Dal latte al vinile: la gloriosa storia del “Sound Techniques” di Chelsea

46a Old Church Street – Tube: South Kensington

Old Church Street è una strada tranquilla e alto-borghese di Chelsea, che dalla trafficata e vivace Fulham Road scende silenziosamente fino alle rive del Tamigi. Sul lato sinistro, al numero civico 46a, un po’ nascosto rispetto alla carreggiata, c’è uno stretto edificio di mattoni rossi. All’apparenza non è cambiato molto dal 1914, anno in cui comparve questa pubblicità sul “Chelsea News and General Advertiser”.

Sono rimaste le date scolpite sul frontone (1796, l’anno di fondazione e 1908, l’anno in cui fu costruito il palazzo) e soprattutto è rimasto il testone della mucca che vigila dall’alto. E’ scomparso invece il nome che campeggiava tra le finestre del primo e del secondo piano: “Wright’s Dairy”. Era questa infatti la sede di una rinomata latteria londinese.

Una seconda testa di mucca sbuca dall’edificio accanto, che è affacciato sulla strada e che era all’epoca la bottega dove la latteria vendeva al minuto i suoi prodotti. Sulle pareti troviamo ancora i riquadri smaltati e dipinti con immagini di mucche al pascolo e floride giovani che, sgabello sotto il braccio, ritornano dalla mungitura.
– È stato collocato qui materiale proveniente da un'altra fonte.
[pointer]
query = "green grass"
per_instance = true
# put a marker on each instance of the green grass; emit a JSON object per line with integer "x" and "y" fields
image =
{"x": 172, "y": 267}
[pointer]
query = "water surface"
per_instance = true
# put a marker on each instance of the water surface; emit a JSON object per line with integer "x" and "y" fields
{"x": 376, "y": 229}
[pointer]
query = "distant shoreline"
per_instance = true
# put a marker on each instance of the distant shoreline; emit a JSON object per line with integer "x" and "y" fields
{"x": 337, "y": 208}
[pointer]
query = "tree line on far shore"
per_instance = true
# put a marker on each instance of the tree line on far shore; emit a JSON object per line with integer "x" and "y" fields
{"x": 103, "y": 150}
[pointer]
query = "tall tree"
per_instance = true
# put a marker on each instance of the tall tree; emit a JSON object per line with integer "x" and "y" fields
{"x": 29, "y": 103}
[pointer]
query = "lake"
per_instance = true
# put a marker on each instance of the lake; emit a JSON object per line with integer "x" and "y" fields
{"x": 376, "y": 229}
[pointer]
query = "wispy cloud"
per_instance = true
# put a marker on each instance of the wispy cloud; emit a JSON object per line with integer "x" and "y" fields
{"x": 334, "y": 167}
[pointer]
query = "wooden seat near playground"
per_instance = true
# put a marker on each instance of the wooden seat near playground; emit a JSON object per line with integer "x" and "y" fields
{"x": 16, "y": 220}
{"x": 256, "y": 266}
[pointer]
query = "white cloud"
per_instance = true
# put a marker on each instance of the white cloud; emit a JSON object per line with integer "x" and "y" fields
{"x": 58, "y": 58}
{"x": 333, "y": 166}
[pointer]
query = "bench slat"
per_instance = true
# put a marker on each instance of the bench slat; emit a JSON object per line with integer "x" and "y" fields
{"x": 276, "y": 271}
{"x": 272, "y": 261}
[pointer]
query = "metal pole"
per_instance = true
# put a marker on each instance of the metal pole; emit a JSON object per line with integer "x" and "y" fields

Il latte di Wright’s proveniva da Berkshire, Wiltshire e Gloucestershire ed era “raccomandato dai medici per bambini ed invalidi”, tanto che riforniva da decenni il Cheyne Hospital for Sick and Incurable Children, oggi scomparso.

Mi interessa raccontarvi cosa successe all’edificio in mattoni rossi, dopo la chiusura della latteria nel 1959.

Pochi anni dopo, era l’estate del 1965, due giovanotti con pochi soldi in tasca ma con le idee molto chiare, presero in affitto parte del piano terra, il primo ed il secondo piano…

“This was” recorded at Sound Techniques Studio, Chelsea, London – a big sort of greenhouse place. The coffee machine didn’t always work, and you had to watch out for the wires and things on the floor – very pleasant, though, first thing in the morning. There we met Recording Engineer Victor Gamm who turned out to be all right too. He twiddled the magic knobs and bore up quite well under strain.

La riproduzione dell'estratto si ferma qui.